The capital murder trial for a Kyle woman, who is accused of killing and mutilating her 5-year-old daughter, began Tuesday morning.
Krystle Villanueva, 27, was indicted in 2017 by a grand jury on charges of capital murder of a person under ten and aggravated assault with a deadly weapon.
Villanueva was arrested in January 2017 after allegedly assaulting her father-in-law Eustorgio Arellano-Uresti with a knife.
Villanueva’s daughter, Giovanna Larae Hernandez, was found deceased in a bedroom.
During her arraignment, Villanueva entered a plea to “stand mute,” which occurs when a defendant refuses to enter a plea of guilty or not guilty or respond to the judge during the trial.
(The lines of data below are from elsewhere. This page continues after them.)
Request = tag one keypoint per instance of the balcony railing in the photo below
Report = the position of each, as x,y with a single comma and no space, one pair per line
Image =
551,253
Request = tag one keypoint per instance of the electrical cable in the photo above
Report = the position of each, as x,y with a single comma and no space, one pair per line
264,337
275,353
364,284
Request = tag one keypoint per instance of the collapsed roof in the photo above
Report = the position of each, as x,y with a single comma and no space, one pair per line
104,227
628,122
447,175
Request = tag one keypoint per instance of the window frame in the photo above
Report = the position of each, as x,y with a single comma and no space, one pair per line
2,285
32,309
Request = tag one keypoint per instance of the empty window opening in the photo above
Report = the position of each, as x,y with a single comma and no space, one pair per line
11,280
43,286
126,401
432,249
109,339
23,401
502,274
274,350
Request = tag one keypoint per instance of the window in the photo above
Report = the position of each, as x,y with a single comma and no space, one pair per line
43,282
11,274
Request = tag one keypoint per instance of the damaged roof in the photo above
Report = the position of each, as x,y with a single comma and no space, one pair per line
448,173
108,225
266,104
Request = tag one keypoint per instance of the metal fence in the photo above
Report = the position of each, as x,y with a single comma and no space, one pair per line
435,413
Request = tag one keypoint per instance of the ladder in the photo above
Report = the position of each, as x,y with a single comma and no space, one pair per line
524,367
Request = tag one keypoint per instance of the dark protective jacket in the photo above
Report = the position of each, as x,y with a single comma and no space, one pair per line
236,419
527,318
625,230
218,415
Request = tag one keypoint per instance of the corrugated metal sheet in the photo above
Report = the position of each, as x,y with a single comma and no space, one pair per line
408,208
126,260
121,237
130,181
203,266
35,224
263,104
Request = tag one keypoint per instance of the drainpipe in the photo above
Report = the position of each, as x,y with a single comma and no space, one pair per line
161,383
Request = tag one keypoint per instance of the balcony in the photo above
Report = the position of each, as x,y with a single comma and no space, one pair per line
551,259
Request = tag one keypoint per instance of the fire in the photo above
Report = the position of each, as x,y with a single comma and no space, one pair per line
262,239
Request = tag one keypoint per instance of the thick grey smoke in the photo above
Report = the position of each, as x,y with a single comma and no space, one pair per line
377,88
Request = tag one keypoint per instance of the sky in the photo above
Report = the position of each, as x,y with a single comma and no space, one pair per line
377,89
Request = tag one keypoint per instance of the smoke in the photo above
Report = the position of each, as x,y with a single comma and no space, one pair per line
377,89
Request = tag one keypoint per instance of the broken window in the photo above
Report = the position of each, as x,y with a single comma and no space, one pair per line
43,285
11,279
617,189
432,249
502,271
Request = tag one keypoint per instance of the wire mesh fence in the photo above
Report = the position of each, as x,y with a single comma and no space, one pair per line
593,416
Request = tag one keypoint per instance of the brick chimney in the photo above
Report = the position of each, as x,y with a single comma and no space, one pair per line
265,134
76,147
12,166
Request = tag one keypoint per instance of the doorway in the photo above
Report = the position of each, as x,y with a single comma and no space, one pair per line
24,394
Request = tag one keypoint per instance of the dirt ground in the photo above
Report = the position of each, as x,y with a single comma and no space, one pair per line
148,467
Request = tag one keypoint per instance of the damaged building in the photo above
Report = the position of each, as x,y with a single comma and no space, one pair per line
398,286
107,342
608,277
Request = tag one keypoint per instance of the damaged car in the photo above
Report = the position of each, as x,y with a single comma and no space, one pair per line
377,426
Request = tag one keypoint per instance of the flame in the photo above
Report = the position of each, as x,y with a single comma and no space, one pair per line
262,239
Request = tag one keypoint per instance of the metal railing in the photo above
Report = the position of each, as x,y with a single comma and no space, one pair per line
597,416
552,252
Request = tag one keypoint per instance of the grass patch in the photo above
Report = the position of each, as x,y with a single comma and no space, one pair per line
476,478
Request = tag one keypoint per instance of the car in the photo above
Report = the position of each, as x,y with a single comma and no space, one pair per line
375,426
District Court Judge Bill Henry, who is presiding over the capital murder case, entered a plea of not guilty for both charges on the court’s behalf.
Prosecutors painted a series of dark scenes of how Villanueva retrieved a knife from the kitchen and dismembered her daughter in a bedroom before attacking her father-in-law.
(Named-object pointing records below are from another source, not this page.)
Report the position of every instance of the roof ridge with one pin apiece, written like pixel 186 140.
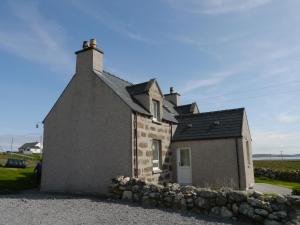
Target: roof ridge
pixel 113 75
pixel 211 112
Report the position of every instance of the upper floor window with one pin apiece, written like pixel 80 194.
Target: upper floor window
pixel 156 155
pixel 155 109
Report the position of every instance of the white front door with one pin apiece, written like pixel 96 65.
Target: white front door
pixel 184 167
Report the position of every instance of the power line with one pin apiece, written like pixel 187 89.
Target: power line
pixel 250 90
pixel 258 96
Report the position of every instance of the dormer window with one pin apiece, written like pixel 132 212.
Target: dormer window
pixel 155 109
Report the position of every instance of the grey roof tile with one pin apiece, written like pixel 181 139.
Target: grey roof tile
pixel 124 89
pixel 209 125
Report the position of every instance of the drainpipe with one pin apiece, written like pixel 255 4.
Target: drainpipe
pixel 238 162
pixel 135 147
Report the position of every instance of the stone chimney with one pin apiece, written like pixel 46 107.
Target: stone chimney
pixel 173 97
pixel 89 57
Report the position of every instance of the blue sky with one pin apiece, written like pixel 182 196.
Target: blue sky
pixel 220 53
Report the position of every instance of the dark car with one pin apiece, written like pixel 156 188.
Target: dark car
pixel 15 163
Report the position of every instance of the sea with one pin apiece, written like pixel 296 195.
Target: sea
pixel 277 158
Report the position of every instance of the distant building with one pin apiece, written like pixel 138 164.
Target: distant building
pixel 31 147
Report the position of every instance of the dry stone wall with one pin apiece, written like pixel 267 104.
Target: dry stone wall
pixel 147 130
pixel 225 203
pixel 292 175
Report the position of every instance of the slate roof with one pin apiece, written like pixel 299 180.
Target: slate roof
pixel 185 109
pixel 125 89
pixel 29 145
pixel 210 125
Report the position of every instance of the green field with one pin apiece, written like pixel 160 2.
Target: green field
pixel 31 159
pixel 13 179
pixel 287 184
pixel 278 164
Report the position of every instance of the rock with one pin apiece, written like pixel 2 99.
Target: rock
pixel 237 196
pixel 272 222
pixel 235 209
pixel 281 214
pixel 135 188
pixel 127 195
pixel 261 212
pixel 215 210
pixel 221 199
pixel 202 203
pixel 246 210
pixel 136 197
pixel 256 203
pixel 206 193
pixel 226 213
pixel 281 199
pixel 257 194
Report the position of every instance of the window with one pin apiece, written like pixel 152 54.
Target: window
pixel 155 109
pixel 248 152
pixel 185 157
pixel 156 158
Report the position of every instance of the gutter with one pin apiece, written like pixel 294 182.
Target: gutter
pixel 135 151
pixel 238 162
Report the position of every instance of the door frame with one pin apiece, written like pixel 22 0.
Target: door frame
pixel 177 162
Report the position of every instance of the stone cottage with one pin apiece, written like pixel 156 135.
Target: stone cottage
pixel 103 126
According to Hays County District Attorney Wes Mau, Villanueva called 911 after her father-in-law had fled and told the operator she had cut off her daughter’s head because she had asked for cereal.
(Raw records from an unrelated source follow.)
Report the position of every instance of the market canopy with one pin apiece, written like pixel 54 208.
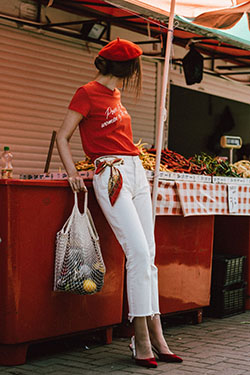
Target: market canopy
pixel 144 14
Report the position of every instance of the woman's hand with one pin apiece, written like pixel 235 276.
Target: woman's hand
pixel 76 183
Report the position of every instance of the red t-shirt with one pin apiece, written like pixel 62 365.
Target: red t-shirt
pixel 106 126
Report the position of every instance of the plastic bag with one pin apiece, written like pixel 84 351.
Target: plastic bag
pixel 79 266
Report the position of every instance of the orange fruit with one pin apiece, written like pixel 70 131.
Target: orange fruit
pixel 89 286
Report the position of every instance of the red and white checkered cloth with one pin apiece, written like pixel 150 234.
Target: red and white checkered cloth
pixel 198 198
pixel 202 198
pixel 168 201
pixel 211 199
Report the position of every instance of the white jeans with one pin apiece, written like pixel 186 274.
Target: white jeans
pixel 131 221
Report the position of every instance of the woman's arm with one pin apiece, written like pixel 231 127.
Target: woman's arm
pixel 64 134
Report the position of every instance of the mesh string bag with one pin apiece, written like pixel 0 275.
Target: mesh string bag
pixel 79 266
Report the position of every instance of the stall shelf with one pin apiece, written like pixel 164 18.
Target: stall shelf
pixel 31 214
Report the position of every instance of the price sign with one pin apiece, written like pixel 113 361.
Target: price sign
pixel 230 141
pixel 233 198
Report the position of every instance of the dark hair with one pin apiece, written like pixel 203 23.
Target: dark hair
pixel 129 70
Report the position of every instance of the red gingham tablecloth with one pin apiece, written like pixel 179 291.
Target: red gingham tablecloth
pixel 168 201
pixel 198 198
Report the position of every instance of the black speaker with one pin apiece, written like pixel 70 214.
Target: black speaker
pixel 193 66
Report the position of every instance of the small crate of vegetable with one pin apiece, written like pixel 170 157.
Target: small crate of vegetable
pixel 227 270
pixel 228 301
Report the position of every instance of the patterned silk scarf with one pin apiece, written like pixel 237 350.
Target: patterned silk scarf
pixel 115 178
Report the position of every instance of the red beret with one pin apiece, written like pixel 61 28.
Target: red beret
pixel 120 50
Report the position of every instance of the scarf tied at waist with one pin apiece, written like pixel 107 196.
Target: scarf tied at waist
pixel 115 178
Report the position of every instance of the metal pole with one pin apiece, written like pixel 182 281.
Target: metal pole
pixel 162 115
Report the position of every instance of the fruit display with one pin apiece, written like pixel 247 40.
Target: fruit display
pixel 148 159
pixel 202 164
pixel 242 167
pixel 85 165
pixel 214 166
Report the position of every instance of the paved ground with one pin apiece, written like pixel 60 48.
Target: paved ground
pixel 214 347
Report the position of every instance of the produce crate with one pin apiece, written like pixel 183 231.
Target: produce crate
pixel 227 270
pixel 228 301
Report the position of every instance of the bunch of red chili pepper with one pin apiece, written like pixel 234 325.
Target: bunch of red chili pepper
pixel 178 163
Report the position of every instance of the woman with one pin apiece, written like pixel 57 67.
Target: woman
pixel 120 185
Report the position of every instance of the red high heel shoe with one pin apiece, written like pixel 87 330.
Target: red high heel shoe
pixel 167 357
pixel 147 362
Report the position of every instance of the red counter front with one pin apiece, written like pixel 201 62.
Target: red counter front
pixel 31 214
pixel 184 260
“She did something crazy,” Mau said, “But that doesn’t mean she was legally insane.”
During his opening statements, Villanueva’s defense attorney, Carlos Garcia, suggested she may have Capgras Syndrome, which is a psychological disorder.
Capgras Syndrome is a disorder that causes a person to believe a loved one has been replaced with an imposter or duplicate.
Garcia said before the jury could understand the story, they had to understand the entire picture.
Garcia described a history of potential mental health symptoms and diagnoses, including substance abuse, psychosis, and bipolar disorder and reports of seeing “shadow people” and her family being “taken over.”
In a phone call to her husband on Jan. 5, 2017, two days after she was rushed to the hospital for the consumption of Clorox bleach, Villanueva told him she was going crazy.
Mau is not seeking the death penalty; if convicted, Villanueva could spend life in prison. The trial is expected to continue throughout the week on Villanueva’s case.